At 10:55, the crew tried to contact the dispatcher at the Kutaisi airport. During the call the transmission was unexpectedly interrupted. At the same time, the Il-14, flying in the clouds at an altitude of 1200 m, 51 kmeast of Sukhumi airport and 17 km north of the prescribed route, crashed into the cloud-covered mountain of Rech (altitude 1436 m), near Tkvarcheli. After the initial impact with trees, the plane broke in two and after 80 m, the fuselage fell down a mountain slope. The completely destroyed and burned out plane was found the next day. All the people on board had been killed.

== Cause ==
During the investigation, it was established that Flights 207 and 208 (return) were being performed by the North Caucasus Directorate for the first time, and that the tasking for 77 squadron had been issued 10 days earlier. However, the crew had been assembled in a hurry, and only a day before the flight, on 9 June, there was no flight mechanic or radio operator during training. Although the flight route was considered difficult, the crew had not flown it, and also did not include a navigator. In addition, the crew commander Samus did not have permission to work independently on passenger flights, so the instructor pilot who had returned from vacation on 7 June, that is, 3 days before the flight, was included in the crew. Poorly guided during the flight, as well as not knowing and underestimating the meteorological situation, the crew as a result deviated north of the route. In turn, the Sukhumi dispatchers did not control the flight of Flight 207 on radar and did not carry out continuous radio communication with it. Having flown 100 kilometers within 20 minutes, the crew did not receive a single location message or information on what course it was flying. It was also established that the flights on this route were carried out according to outdated instructions, which in many respects contradicted the existing instructions for the planning of flights (NPP-GA-58).

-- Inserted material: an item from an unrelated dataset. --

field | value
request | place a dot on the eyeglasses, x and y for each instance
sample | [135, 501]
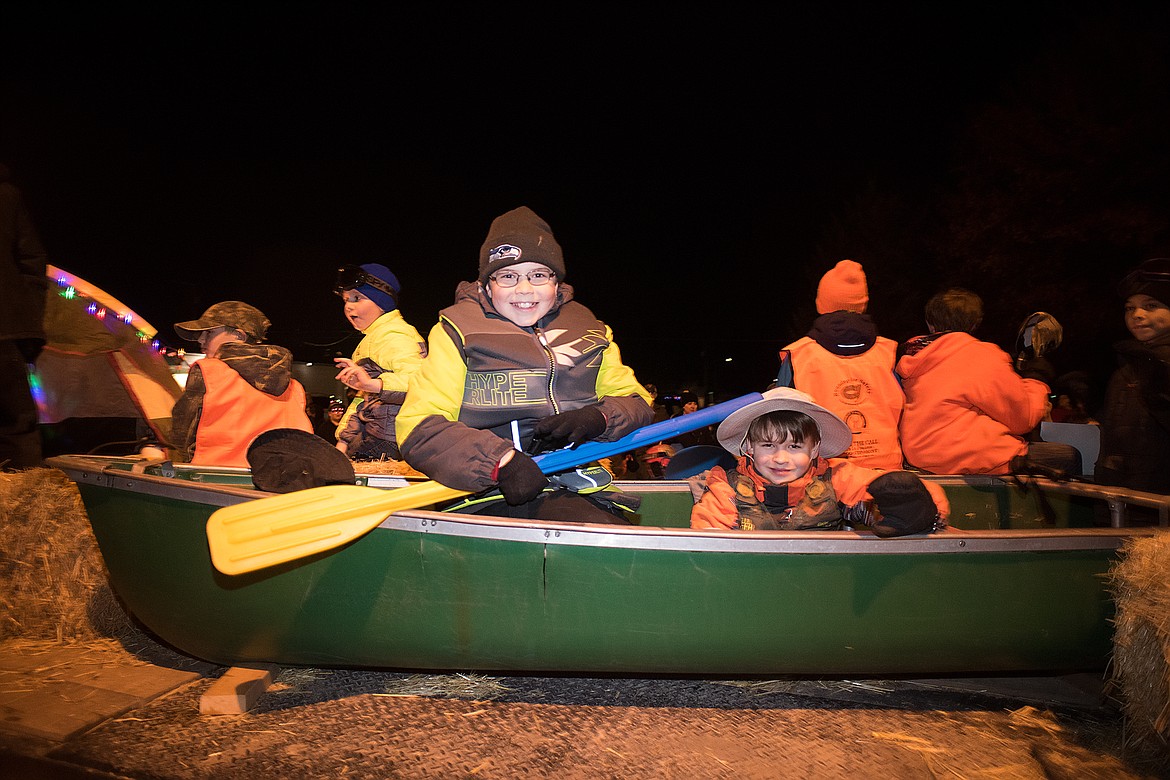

According to the commission, the causes of the incident were:

1. The pilot-in-command did not take the control bearing and did not require the Sukhumi dispatcher to report actual weather and location of the aircraft, instead ceasing radio contact with Sukhumi.
2. The flight manager, having information about the weather, did not transmit it to the crew, and also did not ensure that his shift would control the flight.
3. The flight controller supervised the flight only on communication from the crew.
4. The radio duties were performed by an intern, although they should not have been allowed to work independently; they did not conduct continuous monitoring of the flight.